O termo dom-juan tem origem no personagem Don Juan, ou Don Giovanni, grande sedutor que conquista as mulheres e em seguida as abandona. Ele apareceu pela primeira vez em 1620, no livro O Burlador de Sevilha, do espanhol Tirso de Molina (1579-1648), e ressurgiu em 1787, na ópera Don Giovanni, de Wolfgang Amadeus Mozart (1756-1791). Depois disso, frequentou livros, peças de teatro, músicas e filmes, entre os quais O Homem que Amava as Mulheres, do francês François Truffault (1932-1984), e Don Juan de Marco, do norte-americano Jeremy Leven (71).
Para o psicólogo suíço Carl Gustav Jung (1875-1961), dom-juan tem um complexo materno, isto é, não se libertou da mãe e procura sua imagem em todas as mulheres, nunca encontrando. A origem do comportamento estaria na adolescência. Nessa fase é natural que o filho se torne agressivo com a mãe, pois precisa se separar, ter a própria identidade. Se ela tenta mantê-lo calmo e fraco, realizando todos os seus desejos, acaba por dificultar a necessária separação, que o tornaria um homem mais forte e capaz de amar outras mulheres. Impossibilitado de se libertar, o rapaz pode se tornar um dom-juan.
Aquele que envereda por esse caminho em geral é arrogante e se julga melhor que os demais, devido muitas vezes a um complexo de inferioridade. Sempre tem uma desculpa para não se comprometer — julga que uma mulher é controladora, outra é egoísta, outra gasta demais — e por isso vai trocando, trocando. Acredita ser um grande amante, mas só consegue amar a si mesmo. Narcisista, não leva em consideração os sentimentos dos outros e gosta de desafios: quanto mais difícil for a conquista, maior seu interesse. Não sente amor, apenas prazer em conquistar.
Alguns até se casam, porém projetam na mulher a imagem da mãe e perdem todo o interesse sexual por ela. Acabam arrumando não uma, mas várias amantes para não se sentirem presos ou dominados por nenhuma. O medo de se tornarem dependentes, como foram da mãe, faz com que agridam suas mulheres de forma cruel, traindo ou abandonando.

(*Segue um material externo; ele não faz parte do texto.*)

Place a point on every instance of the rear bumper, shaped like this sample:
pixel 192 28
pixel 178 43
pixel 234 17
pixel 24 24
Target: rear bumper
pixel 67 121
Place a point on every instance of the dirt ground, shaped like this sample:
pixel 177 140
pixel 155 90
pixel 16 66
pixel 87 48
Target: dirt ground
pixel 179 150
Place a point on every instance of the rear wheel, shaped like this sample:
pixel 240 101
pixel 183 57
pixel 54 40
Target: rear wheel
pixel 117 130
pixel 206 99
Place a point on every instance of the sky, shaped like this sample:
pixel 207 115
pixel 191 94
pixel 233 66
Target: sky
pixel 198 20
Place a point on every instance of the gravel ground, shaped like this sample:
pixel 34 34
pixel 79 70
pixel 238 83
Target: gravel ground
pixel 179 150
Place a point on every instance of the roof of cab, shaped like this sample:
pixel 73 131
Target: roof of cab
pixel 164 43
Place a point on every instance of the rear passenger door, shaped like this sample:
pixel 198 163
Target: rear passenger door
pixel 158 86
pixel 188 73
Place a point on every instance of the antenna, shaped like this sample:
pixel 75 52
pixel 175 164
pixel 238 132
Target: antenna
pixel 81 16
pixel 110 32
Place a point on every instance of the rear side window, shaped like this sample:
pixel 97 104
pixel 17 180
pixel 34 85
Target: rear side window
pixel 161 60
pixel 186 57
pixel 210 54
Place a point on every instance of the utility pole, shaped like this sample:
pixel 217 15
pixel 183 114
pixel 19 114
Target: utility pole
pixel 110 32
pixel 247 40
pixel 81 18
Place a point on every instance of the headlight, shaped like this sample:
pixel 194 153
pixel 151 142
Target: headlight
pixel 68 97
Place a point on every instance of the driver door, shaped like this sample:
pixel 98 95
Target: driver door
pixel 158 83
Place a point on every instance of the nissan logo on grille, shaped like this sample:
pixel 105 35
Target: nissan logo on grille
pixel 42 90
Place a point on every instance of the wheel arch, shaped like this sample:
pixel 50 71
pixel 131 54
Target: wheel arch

A mulher que se envolve com esse tipo de homem se apaixona. Estar com ele é como usar uma droga. Ela sempre quer mais e faz qualquer coisa para não perdê-lo. Acredita que finalmente encontrou aquele amor romântico de que tanto falam a literatura, o cinema, as novelas. Em pouco tempo, porém, o romance se transforma em pesadelo. Ele começa a fazer de tudo para que ela o abandone e assuma a responsabilidade pelo fim da relação. Deprimida e magoada, ela se julga culpada e fica querendo descobrir o que aconteceu. Não vê que o motivo é a incapacidade dele de se ligar, o seu medo do compromisso.
Com a chegada da maturidade, e com medo da solidão, alguns desses homens mudam e conseguem se fixar em uma só companheira; quando isso não acontece, eles podem ter crises de angústia e dificuldade para aceitar a idade. Alguns terminam se relacionando com mulheres de nível cultural inferior, vindas de mundos muito diferentes do seu, apenas para ter alguém que cuide deles.